But the Greenlandic people are not naive. They have watched their ice recede, their hunting seasons shorten, their traditional knowledge rendered obsolete by a climate that no longer holds pattern. They have also seen Australia, Canada, and China court them. The ‘friend’ America seeks must offer more than cash and geopolitics.
Howery’s agenda included meetings with business leaders and government officials. He dangled infrastructure investment, digital connectivity, and educational exchange. Yet what Greenland demands is climate adaptation funding, a seat at the table in Arctic governance, and respect for its long path to self-determination from Denmark.
The envoy’s reception has been described as ‘polite but firm’. Greenlandic Premier Múte Egede stated plainly: “We are not for sale. But we are open to partnership.” That distinction is crucial. The US approach reeks of transactional diplomacy in a region where trust is built over generations, not press releases.

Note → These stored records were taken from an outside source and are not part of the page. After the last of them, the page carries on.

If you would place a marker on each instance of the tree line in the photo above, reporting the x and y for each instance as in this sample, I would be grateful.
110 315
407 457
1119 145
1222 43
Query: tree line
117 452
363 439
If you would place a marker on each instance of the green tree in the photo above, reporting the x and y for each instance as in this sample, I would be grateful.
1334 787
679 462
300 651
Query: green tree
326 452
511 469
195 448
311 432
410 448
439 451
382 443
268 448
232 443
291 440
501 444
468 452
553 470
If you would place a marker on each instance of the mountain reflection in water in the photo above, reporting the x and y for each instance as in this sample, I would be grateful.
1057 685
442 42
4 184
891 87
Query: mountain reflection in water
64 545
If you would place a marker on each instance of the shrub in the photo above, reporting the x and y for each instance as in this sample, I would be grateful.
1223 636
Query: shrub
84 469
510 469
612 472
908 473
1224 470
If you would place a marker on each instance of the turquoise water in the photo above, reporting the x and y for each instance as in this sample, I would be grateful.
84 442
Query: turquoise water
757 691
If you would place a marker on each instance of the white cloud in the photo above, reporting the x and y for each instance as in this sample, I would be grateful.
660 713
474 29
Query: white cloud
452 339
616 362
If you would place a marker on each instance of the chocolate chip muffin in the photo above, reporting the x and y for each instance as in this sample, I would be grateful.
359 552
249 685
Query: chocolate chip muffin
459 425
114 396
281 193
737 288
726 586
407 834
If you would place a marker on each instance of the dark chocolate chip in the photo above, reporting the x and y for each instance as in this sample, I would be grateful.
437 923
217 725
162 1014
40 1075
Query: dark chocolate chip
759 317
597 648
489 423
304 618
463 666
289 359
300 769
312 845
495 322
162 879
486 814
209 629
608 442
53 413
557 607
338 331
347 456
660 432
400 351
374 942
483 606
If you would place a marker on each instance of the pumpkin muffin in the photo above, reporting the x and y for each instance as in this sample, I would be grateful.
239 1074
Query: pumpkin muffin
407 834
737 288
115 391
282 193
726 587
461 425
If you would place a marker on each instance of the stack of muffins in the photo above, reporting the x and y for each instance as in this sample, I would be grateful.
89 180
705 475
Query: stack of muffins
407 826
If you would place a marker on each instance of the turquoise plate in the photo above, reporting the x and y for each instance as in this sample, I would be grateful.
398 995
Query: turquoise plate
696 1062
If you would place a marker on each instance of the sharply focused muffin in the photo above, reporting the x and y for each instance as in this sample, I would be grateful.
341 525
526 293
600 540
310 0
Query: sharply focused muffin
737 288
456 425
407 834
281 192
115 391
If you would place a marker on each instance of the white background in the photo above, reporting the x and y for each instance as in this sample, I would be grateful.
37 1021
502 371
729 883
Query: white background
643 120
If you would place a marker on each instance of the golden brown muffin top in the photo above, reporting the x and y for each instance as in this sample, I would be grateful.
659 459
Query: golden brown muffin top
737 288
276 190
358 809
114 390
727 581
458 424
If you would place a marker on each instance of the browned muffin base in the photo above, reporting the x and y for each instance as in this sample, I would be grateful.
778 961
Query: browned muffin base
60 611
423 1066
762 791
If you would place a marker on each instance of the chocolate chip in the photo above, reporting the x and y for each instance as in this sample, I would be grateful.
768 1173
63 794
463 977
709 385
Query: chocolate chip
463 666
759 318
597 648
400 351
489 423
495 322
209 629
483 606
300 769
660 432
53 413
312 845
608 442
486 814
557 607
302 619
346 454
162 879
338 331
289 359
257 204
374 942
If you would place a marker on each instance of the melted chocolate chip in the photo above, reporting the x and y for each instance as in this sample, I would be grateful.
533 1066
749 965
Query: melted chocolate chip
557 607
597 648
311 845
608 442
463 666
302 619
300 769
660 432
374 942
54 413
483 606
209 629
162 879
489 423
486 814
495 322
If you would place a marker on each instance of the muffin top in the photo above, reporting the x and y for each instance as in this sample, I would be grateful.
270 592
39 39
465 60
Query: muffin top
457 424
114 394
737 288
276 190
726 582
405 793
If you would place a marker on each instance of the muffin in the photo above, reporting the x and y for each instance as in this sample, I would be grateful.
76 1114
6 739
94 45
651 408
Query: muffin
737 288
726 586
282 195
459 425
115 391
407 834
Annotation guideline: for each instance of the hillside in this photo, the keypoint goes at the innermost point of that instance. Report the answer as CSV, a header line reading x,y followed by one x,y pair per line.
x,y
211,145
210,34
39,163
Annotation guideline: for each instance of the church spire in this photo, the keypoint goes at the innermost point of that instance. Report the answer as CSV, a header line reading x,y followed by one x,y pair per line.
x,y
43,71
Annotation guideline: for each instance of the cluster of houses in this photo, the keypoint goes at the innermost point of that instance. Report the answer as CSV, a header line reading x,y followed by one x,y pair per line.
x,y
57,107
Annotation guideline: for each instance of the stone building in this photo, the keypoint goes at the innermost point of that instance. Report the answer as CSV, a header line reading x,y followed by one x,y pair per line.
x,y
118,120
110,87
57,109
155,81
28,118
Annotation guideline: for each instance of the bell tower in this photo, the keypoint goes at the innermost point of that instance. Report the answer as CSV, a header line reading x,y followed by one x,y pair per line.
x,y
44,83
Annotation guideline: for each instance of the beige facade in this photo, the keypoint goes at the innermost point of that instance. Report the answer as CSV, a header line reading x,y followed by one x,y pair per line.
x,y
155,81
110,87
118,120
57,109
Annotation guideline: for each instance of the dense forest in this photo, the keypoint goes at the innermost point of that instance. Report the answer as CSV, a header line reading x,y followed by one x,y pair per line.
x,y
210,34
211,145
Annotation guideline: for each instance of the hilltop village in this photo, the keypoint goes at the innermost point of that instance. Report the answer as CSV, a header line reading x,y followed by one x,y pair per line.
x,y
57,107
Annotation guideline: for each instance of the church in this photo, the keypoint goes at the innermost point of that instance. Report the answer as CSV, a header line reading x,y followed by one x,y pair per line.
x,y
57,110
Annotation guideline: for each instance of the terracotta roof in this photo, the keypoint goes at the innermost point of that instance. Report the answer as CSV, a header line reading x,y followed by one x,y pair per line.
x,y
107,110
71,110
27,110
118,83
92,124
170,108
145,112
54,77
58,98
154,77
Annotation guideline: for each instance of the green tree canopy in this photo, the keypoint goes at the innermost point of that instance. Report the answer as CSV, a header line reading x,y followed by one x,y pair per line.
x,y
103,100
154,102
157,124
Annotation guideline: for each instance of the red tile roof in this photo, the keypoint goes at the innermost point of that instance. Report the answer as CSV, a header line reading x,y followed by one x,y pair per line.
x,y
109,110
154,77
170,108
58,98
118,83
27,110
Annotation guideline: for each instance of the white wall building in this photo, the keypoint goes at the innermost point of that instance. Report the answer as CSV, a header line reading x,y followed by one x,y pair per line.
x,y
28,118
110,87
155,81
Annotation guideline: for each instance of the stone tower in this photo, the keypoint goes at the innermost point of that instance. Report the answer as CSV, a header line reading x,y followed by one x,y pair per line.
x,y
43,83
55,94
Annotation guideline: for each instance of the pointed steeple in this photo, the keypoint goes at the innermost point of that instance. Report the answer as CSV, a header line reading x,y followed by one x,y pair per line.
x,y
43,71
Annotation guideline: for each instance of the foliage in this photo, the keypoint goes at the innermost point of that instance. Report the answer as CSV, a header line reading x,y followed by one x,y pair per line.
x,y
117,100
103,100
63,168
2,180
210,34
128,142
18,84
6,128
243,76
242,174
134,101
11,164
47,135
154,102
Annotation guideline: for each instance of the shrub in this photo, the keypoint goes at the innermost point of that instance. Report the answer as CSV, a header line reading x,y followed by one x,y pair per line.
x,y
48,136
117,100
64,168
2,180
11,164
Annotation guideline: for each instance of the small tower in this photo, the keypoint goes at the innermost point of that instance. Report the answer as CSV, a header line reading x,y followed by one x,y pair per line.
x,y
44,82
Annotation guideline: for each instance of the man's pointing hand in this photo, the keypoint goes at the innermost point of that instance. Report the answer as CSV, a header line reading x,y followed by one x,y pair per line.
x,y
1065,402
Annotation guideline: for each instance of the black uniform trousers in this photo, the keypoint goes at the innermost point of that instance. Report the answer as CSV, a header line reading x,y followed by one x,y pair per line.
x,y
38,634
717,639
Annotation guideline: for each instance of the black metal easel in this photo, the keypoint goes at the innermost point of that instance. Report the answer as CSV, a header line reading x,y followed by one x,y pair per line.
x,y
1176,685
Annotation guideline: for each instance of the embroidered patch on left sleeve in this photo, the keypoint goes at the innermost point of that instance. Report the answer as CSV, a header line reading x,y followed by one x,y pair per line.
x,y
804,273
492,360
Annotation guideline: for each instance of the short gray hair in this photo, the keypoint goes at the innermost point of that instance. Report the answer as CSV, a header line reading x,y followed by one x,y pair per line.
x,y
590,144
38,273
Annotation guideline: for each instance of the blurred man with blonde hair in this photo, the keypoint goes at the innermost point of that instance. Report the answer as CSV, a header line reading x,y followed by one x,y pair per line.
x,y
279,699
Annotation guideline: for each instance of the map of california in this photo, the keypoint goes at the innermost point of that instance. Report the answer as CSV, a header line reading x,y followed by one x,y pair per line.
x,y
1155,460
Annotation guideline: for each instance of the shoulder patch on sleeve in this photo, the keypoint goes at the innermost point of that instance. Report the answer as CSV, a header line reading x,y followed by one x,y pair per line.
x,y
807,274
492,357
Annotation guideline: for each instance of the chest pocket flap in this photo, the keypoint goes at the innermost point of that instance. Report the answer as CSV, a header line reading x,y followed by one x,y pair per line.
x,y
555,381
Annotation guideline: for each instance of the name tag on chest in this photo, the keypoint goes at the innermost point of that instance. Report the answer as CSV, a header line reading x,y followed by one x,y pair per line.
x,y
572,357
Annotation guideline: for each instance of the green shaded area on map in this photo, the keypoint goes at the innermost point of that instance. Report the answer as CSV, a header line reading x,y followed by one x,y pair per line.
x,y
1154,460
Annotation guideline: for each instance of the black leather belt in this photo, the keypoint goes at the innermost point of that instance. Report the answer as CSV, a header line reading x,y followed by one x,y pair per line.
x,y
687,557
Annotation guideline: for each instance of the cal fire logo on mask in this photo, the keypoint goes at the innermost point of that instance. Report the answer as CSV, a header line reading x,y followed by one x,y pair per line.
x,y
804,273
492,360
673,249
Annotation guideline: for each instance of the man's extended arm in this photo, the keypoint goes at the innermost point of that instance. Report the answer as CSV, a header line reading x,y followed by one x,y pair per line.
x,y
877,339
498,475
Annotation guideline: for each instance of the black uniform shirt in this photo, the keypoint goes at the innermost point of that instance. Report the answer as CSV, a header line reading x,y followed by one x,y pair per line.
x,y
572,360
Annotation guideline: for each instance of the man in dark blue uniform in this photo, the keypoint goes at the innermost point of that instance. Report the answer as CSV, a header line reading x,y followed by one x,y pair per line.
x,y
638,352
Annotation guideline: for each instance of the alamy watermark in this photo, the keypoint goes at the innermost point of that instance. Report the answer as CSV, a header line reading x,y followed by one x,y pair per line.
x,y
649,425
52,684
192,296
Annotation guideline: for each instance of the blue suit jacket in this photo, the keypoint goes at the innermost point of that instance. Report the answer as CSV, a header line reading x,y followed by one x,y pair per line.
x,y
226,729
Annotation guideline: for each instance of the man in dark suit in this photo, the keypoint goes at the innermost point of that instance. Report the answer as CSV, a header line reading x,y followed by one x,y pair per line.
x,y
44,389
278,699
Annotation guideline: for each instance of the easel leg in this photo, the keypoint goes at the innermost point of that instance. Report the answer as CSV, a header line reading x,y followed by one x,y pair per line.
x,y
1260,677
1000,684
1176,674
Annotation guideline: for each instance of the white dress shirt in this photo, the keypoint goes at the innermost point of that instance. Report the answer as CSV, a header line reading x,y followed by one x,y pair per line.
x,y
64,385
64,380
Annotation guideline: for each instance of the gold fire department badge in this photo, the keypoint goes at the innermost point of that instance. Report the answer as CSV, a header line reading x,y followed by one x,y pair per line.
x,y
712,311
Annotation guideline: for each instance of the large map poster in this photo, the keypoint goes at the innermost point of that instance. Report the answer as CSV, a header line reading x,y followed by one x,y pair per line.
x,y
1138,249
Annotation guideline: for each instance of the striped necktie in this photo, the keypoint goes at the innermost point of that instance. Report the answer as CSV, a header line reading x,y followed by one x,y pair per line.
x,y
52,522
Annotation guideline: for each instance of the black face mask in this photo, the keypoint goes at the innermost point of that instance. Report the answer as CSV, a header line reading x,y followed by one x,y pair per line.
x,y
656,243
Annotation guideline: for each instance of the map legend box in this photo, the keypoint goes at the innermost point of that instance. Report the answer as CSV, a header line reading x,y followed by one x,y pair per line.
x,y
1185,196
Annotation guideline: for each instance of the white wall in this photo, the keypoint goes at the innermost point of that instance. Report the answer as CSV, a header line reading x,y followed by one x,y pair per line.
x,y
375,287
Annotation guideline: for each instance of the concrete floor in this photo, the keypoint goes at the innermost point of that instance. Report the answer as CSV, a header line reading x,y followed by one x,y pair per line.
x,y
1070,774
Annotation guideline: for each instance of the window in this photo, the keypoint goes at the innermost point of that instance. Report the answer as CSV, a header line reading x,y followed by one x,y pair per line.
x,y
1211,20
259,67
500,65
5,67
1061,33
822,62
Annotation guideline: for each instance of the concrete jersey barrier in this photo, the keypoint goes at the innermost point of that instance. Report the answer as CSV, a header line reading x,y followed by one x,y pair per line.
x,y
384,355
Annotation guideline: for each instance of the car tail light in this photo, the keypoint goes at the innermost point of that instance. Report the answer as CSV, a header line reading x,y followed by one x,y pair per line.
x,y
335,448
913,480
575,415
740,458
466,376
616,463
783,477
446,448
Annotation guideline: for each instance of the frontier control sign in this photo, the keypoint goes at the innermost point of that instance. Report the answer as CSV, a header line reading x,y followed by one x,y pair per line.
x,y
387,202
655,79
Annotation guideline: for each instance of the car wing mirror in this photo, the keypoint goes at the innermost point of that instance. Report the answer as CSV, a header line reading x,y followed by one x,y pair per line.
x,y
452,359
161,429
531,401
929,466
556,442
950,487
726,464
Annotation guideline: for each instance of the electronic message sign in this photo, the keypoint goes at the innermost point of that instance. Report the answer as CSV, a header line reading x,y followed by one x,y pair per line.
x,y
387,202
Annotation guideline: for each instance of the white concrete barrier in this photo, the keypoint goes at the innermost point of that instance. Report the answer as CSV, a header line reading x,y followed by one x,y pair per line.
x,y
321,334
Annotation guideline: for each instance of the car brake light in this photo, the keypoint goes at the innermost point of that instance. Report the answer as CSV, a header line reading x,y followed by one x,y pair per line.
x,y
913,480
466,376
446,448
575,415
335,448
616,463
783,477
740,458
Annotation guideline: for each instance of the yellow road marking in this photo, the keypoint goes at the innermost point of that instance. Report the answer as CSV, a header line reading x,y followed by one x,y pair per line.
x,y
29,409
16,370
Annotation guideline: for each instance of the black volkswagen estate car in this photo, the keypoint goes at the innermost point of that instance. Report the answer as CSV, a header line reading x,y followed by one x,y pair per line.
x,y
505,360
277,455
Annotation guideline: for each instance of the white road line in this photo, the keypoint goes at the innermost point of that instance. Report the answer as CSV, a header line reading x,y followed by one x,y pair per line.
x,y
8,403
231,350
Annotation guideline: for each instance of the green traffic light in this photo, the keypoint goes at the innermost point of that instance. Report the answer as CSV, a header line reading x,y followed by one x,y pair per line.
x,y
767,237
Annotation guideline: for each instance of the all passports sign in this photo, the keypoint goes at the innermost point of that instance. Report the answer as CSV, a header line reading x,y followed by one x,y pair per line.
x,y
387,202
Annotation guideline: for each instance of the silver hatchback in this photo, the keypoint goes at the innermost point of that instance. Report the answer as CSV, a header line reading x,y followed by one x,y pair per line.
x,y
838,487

Let us examine the numbers. The US has invested approximately $12 million in Greenland since 2020, mostly in research. Compare that to China’s $200 million in mining and infrastructure pledges, or the European Union’s Arctic investment of $1.2 billion. The US is a latecomer to a climate-changed game.
Then there is the military dimension. Thule Air Base, now Pituffik Space Base, sits 1,200km from the North Pole. It is a critical node for early warning missile detection and space surveillance. The US wants to upgrade its radar systems. Greenlanders remember the 1968 B-52 crash that scattered four nuclear warheads across the ice. They are wary of being turned into a strategic outpost again.
The hostile terrain Howery faces is not just the weather. It is the legacy of colonialism, the urgency of climate change, and the mismatch of expectations. While the US thinks in terms of resources and basing rights, Greenland thinks in terms of survival. Their glaciers are melting faster each decade. Their winters are warmer. Their hunting is less predictable.
There is a fundamental incompatibility between short-term geopolitical gains and long-term planetary health. The US envoy may find that the best way to make friends in Greenland is not to offer money, but to listen. To acknowledge that the melting ice is not an opportunity for commerce but a warning for civilisation.
In the end, the story of this visit is not about diplomacy. It is about the collision of two realities. One sees a changing Arctic as a frontier for extraction and control. The other sees a home that is disappearing. Until those realities align, the ice will remain unbroken, and the friendship cold.